Version PDF : Baskerville_web
Extrait
En guise d’introduction (texte de 1990)
Amis lecteurs,
Voici enfin Les Poinçons de John Baskerville que vous attendiez tous et je vous dois des excuses pour le retard de livraison.
En voici les motifs :
Le tirage des lithographies originales de Ramón Alejandro a été confié à Jean-Luc Tahon (l’Atelier de la Licorne bleue, à Flavigny-sur-Ozerain, en Bourgogne).

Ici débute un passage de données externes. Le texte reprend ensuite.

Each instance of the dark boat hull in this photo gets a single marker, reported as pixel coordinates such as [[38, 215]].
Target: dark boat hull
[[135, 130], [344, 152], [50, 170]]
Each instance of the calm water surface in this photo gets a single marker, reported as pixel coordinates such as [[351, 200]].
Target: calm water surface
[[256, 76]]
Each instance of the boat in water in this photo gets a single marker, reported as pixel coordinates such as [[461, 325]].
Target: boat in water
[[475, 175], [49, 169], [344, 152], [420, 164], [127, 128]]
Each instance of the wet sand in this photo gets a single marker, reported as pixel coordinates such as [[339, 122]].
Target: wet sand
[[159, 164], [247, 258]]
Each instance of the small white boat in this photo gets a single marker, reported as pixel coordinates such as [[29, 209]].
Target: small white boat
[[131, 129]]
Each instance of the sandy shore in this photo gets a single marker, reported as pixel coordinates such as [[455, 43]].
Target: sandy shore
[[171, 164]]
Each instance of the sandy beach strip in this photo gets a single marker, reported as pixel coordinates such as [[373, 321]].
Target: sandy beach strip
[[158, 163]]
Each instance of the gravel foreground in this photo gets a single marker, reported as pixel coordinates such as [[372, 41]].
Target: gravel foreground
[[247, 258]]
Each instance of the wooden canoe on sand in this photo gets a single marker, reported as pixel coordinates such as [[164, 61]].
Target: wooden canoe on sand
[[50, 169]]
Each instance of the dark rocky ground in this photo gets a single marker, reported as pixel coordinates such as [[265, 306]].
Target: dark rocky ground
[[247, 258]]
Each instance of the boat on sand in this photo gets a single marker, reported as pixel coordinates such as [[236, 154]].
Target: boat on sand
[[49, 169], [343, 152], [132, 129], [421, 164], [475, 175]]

La réputation et le savoir-faire de ce lithographe le placent parmi les meilleurs spécialistes de sa profession. La qualité du tirage d’une « vraie » lithographie (c’est-à-dire quand l’artiste a travaillé directement sur la pierre, sans aucun subterfuge) dépend pour beaucoup du coup de main de l’imprimeur et de la qualité de l’encre. Jean-Luc Tahon utilise les encres Charbonnel, réputées les meilleures du monde pour la viscosité du médium et la noirceur des pigments. M. Charbonnel, un vieux Parisien sans descendance et jaloux d’un secret de fabrication qui se transmettait de père en fils depuis plusieurs générations, s’était bien gardé d’en confier à qui que ce soit la formule. Malheureusement, il décéda brusquement, emportant dans l’autre monde l’alchimie de son encre. Lefranc et Bourgeois rachetèrent la marque, persuadés que les techniciens maison parviendraient à en retrouver la composition. Quand Jean-Luc Tahon reçut une boîte d’encre Charbonnel made in Lefranc et Bourgeois, il s’aperçut avec horreur qu’une fois étalée sur la pierre, celle-là se diffusait dans l’eau, ce qui la rendait impropre à un tirage de qualité. J’ai moi-même assisté à ce remarquable (et épouvantable) phénomène dans son atelier. Après avoir accusé l’eau, les éponges trop neuves, le temps trop sec , il fallut se rendre à l’évidence : les chimistes de Lefranc et Bourgeois n’arrivaient pas à établir le contact avec le médium du vieux Charbonnel. Nous décidâmes, d’un commun accord entre l’artiste, le lithographe et l’éditeur, de repousser le tirage de la pierre (un magnifique morceau de calcaire extrait des carrières de Bavière, pesant ses quatre-vingts kilogrammes) jusqu’à ce que Jean-Luc Tahon mette la main sur une encre impeccable.